Apparently, this 1938 Thornton Wilder play is being performed somewhere in the US almost every day, but it’s rarely revived here. This is a re-staging of the highly successful 2009 Broadway production with David Cromer both directing and playing the stage manager (the narrater, who also covers a few small roles). The Almeida’s director Rupert Goold says he was compelled to bring it here.

They’ve kept much of the in-the-round re-configuration for Little Revolutions, with the audience on three sides and the new section of balcony part of the staging. Two front rows are further forward, allowing scenes to be played behind and over them. It’s otherwise ‘without decor’ as the playwright intended. There’s no stage lighting as such, just different degrees of lightness to replicate dawn, dusk and daytime. The actors wear what appear to be their own clothes and speak in their own accents – a cocktail of Liverpudlian, Scottish, Yorkshire, Cockney etc. They mime actions. There is some inclusion and participation from members of the audience.

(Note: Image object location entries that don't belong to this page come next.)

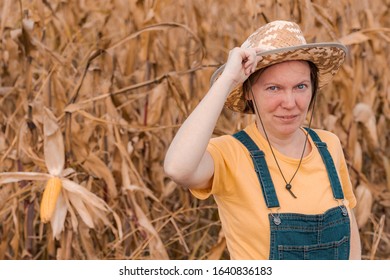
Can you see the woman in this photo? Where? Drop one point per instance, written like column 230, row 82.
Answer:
column 283, row 191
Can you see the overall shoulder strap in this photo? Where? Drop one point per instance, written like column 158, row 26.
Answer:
column 261, row 168
column 329, row 164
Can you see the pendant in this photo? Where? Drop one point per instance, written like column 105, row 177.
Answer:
column 288, row 187
column 277, row 220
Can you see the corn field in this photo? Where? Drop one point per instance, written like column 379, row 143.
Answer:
column 92, row 92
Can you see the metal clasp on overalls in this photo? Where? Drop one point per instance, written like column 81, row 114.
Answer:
column 276, row 216
column 342, row 206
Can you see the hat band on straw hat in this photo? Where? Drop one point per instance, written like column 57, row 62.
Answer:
column 284, row 41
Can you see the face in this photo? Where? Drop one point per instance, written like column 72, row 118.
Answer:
column 282, row 93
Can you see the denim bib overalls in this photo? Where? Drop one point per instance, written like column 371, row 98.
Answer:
column 299, row 236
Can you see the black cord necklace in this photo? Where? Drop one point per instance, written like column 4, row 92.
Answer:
column 288, row 184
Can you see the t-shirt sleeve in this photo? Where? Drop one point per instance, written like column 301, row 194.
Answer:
column 217, row 148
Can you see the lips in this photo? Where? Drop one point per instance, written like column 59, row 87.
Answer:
column 287, row 117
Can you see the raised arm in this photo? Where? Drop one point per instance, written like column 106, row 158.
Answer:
column 187, row 162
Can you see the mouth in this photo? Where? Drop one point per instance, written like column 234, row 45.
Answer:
column 287, row 117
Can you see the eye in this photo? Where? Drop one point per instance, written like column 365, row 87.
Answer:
column 272, row 88
column 302, row 86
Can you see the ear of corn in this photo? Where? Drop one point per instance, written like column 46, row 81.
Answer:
column 49, row 199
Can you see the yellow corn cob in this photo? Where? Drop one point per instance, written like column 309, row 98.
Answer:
column 49, row 198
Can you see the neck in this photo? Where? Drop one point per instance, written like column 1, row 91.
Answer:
column 290, row 145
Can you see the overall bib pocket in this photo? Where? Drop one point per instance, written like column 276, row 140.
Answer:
column 311, row 237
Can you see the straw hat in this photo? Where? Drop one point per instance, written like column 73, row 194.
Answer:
column 284, row 41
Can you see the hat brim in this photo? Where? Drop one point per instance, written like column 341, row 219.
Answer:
column 328, row 57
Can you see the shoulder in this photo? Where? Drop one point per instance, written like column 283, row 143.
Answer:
column 327, row 136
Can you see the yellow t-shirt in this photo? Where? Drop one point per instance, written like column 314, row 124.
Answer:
column 237, row 191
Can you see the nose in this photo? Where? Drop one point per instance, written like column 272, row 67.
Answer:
column 288, row 99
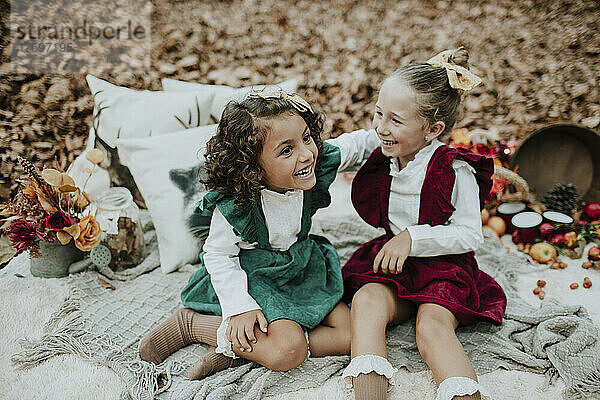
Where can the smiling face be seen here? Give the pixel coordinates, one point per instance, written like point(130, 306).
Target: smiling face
point(289, 154)
point(397, 123)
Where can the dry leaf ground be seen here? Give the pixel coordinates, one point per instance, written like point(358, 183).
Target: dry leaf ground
point(538, 59)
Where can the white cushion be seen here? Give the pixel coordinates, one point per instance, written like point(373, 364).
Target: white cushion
point(129, 113)
point(165, 169)
point(92, 184)
point(224, 94)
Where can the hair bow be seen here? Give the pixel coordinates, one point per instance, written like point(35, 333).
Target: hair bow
point(459, 77)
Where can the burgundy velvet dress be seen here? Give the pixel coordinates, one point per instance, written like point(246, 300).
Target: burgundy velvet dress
point(454, 280)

It’s set on Grovers Corner, New Hampshire, typical small town America, at the beginning of the 20th century. The first act is called Daily Life and it is, mostly involving the Gibbs and Webb families whose kids George & Emily are in their late teens. The second act, called Love & Marriage, centres on the marriage of George & Emily three years later with one flashback scene. The third act, called Death & Dying, is set in a graveyard where there is about to be a burial. The dead converse with each other but the living can’t hear them. In this act, in another flashback scene, they diverge (I think) from Wilder’s staging intentions.

It must have been way ahead of its time in 1938. Here, it’s all very well done. I didn’t dislike it, but I’m not enthusiastic either. The biggest puzzle for me is why Rupert Goold was so compelled to revive it. To borrow a phrase from the inspiration for the Almeida production or Mr Burns……meh.